Yesterday, I had a very wonderful visitor come to my studio: Hendrik Stooker, the co-founder of the Arroyo Arts Collective and retired, senior curator at the Occidental College Art Gallery. It was the first time I have met him in person, and truly loved him right off the bat. I am sort of glad when he left though because I really could have talked to him all night long. He was also very encouraging and full of ideas about how I can sell more art, but I fear I disappointed him with my pessimism and general disinterest in selling anything. For the Discovery Tour however, I do plan on putting out my least expensive work, like small paintings and drawings. I’ll tack them all over the place for November 22nd like it’s some kind of last-chance bake sale. Honestly though, I think people on the tour will be looking for art on the cheap and I am probably not their greatest bet. But I am going to make my best effort and put out as much work under $400 as possible. I will even slash my prices on my books and a few other tidbits. Whatever it takes to help make the day successful.
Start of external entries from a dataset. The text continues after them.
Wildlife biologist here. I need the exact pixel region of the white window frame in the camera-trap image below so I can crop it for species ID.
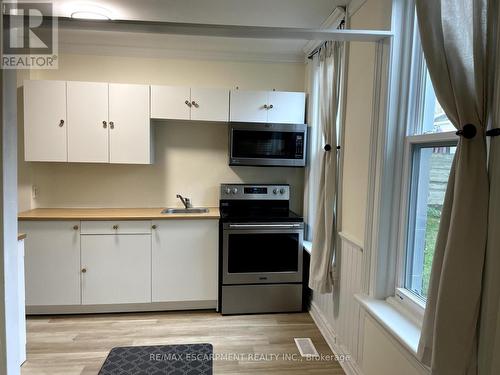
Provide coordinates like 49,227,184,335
389,132,458,324
387,11,459,325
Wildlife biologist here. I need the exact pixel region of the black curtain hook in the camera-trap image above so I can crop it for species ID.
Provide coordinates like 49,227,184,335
486,128,500,137
455,124,477,139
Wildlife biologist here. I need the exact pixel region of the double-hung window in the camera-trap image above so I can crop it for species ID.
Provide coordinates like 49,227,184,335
396,16,458,315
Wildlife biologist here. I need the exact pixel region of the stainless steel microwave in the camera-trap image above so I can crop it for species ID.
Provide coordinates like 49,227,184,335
229,123,307,167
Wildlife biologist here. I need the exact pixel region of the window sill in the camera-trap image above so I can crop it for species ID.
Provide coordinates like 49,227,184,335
355,294,421,360
302,241,312,254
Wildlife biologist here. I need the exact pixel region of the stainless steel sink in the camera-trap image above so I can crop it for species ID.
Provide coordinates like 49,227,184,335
161,207,208,214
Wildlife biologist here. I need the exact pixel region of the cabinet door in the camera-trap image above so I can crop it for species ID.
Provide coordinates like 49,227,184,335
67,82,109,163
24,81,68,161
151,85,191,120
267,91,306,124
81,234,151,305
152,220,218,302
109,83,151,164
191,88,229,122
19,221,81,306
230,90,268,122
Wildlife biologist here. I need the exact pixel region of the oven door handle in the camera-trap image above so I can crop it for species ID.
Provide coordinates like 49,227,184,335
229,224,301,229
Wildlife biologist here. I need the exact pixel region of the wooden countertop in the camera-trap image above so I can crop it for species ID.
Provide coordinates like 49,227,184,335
18,207,220,220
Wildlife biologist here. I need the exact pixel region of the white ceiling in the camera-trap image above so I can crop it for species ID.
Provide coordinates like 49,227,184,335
53,0,349,28
49,0,350,62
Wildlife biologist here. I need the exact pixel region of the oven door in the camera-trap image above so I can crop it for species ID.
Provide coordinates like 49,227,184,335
229,123,307,167
222,223,304,285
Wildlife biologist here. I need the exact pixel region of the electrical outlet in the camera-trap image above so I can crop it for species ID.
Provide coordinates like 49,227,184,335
31,185,39,199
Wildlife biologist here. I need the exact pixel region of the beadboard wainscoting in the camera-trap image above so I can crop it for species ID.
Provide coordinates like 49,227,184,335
310,233,364,375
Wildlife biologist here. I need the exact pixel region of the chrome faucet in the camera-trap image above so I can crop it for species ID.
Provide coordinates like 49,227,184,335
177,194,193,209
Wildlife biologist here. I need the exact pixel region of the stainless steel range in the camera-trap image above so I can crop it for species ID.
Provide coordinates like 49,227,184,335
219,184,304,314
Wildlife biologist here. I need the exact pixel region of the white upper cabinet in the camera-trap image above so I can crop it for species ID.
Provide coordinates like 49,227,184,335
230,90,268,122
267,91,306,124
109,83,151,164
151,85,191,120
151,85,229,121
67,82,109,163
24,81,68,162
191,87,229,122
230,90,306,124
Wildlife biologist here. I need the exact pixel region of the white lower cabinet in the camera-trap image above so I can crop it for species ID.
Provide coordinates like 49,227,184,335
152,220,218,302
82,234,151,305
19,221,81,306
20,219,218,313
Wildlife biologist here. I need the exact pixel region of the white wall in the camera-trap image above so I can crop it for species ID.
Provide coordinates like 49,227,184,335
312,0,425,375
362,316,428,375
19,55,305,212
0,68,21,375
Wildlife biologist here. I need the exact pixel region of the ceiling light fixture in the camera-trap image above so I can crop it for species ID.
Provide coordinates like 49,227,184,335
71,4,112,20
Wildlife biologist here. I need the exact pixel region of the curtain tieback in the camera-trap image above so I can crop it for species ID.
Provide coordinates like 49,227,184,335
486,128,500,137
455,124,477,139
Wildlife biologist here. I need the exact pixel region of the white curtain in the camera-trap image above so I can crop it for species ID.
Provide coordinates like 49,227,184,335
304,54,323,241
416,0,498,375
308,42,344,293
478,3,500,375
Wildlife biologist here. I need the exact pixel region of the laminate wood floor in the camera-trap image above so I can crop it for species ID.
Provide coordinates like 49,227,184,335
21,311,344,375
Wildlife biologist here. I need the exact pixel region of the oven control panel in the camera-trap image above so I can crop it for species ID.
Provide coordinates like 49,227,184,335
220,184,290,200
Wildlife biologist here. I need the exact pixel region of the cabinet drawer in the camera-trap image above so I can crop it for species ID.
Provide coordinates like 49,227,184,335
81,220,151,234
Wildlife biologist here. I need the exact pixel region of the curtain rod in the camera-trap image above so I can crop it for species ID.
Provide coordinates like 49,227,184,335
307,20,345,60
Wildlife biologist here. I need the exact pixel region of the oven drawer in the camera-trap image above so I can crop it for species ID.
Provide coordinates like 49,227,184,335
221,284,302,314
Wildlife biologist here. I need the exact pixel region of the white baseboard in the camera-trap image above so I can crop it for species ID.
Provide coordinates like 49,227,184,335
26,301,217,315
309,301,363,375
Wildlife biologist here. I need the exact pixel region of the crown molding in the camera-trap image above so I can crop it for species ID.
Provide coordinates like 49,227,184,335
59,43,304,64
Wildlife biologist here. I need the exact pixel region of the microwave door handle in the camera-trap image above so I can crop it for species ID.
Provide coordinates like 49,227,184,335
229,224,300,229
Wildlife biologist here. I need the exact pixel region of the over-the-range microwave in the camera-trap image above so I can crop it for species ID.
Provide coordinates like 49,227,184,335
229,122,307,167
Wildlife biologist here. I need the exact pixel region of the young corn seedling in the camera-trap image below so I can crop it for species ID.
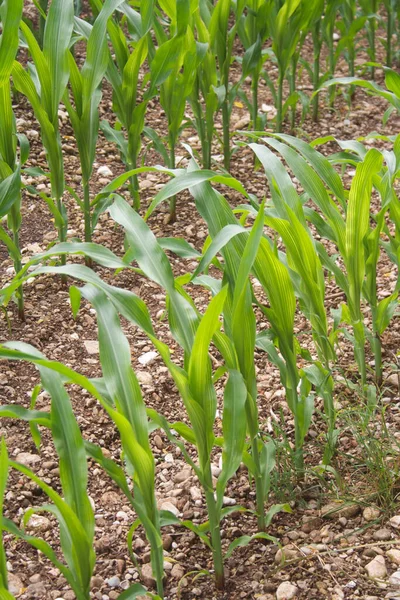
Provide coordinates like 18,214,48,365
0,314,164,600
96,0,152,209
12,0,74,260
150,17,199,222
250,137,337,463
0,0,24,320
0,343,95,600
0,438,9,600
63,0,123,251
238,0,272,131
360,0,379,79
0,198,280,587
270,0,306,132
321,0,340,109
209,0,243,172
336,0,366,102
256,134,398,388
384,0,398,67
188,11,225,169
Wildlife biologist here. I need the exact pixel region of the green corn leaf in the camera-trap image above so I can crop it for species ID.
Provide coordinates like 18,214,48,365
216,370,247,513
43,0,74,125
192,224,246,279
225,531,279,558
157,237,201,258
0,438,8,589
0,404,51,428
9,461,95,593
2,342,94,540
188,288,227,454
145,170,247,219
345,149,382,321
Last 2nd Saturday went well. No sales of course, but a ton of people came through. All my cookies and veggies were gone before 8:00, and all my bottled water went to the bike-riding looky-loos. I will be skipping next month’s 2nd Saturday NELA artwalk so that I may focus all my prep and promotion to the Discover Tour.

Tomorrow I have a studio visit from my gallery director, Tressa Williams. She started at George Billis LA not too long ago and I will be meeting her in person for the first time as well. She is picking art for the Miami fair and I’m really nervous about not having any – or having to “sacrifice” some pieces set aside for my Houston show, but I have to think about number of eyes with checkbooks, and more of those will be in Miami than at my show in Houston. It’s a no brainer. She can take whatever she likes tomorrow (or today rather, it’s already 12:30 AM). I better git.

Tonight!

Getting ready for tonight’s Open Studio at Moppet, which starts at 7PM – and no earlier mind you! 🙂 I don’t have too many confirmed Facebook friends coming this time, but that’s okay considering I am going to be doing this every month or so. It’s the all-day Discovery Tour that is going to be the BIG one, so I hope that brings a big turnout in November. In the meantime, I am not promoting the Second Saturday open studio every month as much as I probably should. I put out a few veggies, cookies and water and haven’t been serving out the wine – which just makes people not want to stay very long. I know art is better with wine, but I just cannot afford to get you all drunk once a month. Myself being plastered is another story all together though.

 

If you came last time, don’t bother coming again because I haven’t done much to the painting that was sitting on the easel. I was sick for a month and so have been working on the one at home, which is coming along. Here it is today (below), and it’s nearly done with the oil painting part. Once it’s dry, it’s embroidery time, which is the most fun.

 

 

I got invited into a show next month at Highways Performance Space and Gallery by curator Jane Brucker, an artist and professor of Art and Art History at Loyola Marymount University. It is to accompany a performance called Bias Cut held on October 16 & 17. The exhibition portion, Behind the Seams, will open the day before and will also feature Curt LeMieux, Lea Redmond and Browne Molyneaux.